First, none of the studies that evaluated predictors of outcome were adequately powered to exclude a clinically important effect of steroids [4, 5, 16]. Second, what is at issue is the incidence of steroid-related complications in SARS patients, not whether steroids have adverse effects. The incidence has not been reliably determined. It is inconsistent to ask for evidence of benefit from randomized controlled trials yet accept evidence of harm from the popular press. Third, agreement between results of meta-analyses and large randomized controlled trials is poor [23].

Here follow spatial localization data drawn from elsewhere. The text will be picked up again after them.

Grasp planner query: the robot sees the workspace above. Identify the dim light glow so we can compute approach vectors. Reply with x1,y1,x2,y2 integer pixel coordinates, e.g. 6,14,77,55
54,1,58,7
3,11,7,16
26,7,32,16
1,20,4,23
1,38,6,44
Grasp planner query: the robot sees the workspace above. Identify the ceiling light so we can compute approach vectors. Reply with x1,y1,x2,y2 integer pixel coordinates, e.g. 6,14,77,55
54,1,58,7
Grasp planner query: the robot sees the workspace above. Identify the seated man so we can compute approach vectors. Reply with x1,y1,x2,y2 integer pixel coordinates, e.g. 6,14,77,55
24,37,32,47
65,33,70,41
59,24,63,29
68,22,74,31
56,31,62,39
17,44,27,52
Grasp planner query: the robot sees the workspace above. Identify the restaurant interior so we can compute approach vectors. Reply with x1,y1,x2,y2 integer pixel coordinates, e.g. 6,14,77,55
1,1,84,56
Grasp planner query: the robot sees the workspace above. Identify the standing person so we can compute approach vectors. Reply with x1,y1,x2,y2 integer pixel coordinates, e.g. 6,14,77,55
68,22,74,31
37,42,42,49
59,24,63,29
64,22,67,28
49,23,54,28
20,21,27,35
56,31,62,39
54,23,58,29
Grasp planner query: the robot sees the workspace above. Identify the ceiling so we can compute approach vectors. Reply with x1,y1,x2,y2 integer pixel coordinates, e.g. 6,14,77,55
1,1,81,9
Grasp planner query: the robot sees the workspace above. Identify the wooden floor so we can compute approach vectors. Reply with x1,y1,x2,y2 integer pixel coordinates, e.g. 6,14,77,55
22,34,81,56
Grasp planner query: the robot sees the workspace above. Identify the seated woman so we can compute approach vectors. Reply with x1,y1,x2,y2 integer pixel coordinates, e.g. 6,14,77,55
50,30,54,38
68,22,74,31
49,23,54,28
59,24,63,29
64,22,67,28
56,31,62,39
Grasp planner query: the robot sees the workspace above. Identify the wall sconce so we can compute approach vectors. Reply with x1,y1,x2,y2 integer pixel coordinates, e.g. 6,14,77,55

Con response: Research first

Marcus J Kargel and Stephan E Lapinsky

The existing anecdotal and retrospective literature does not conclusively support the use of corticosteroids for treatment of SARS. Although steroids are often used in desperate and life-threatening situations, no benefit has been proven for this disease or related conditions such as ARDS or other viral pneumonias. History has shown that therapy based on anecdotes, even with sound pathophysiological support, may not prove to be beneficial in formal studies [24]. Given the potential severe side effects of steroid therapy, it is essential that randomized controlled trials be performed. Research protocols should be pre-developed to be initiated promptly, should SARS return.

Abbreviations

ARDS:

acute respiratory distress syndrome

ICU:

intensive care unit

IL:

interleukin

SARS:

severe acute respiratory syndrome.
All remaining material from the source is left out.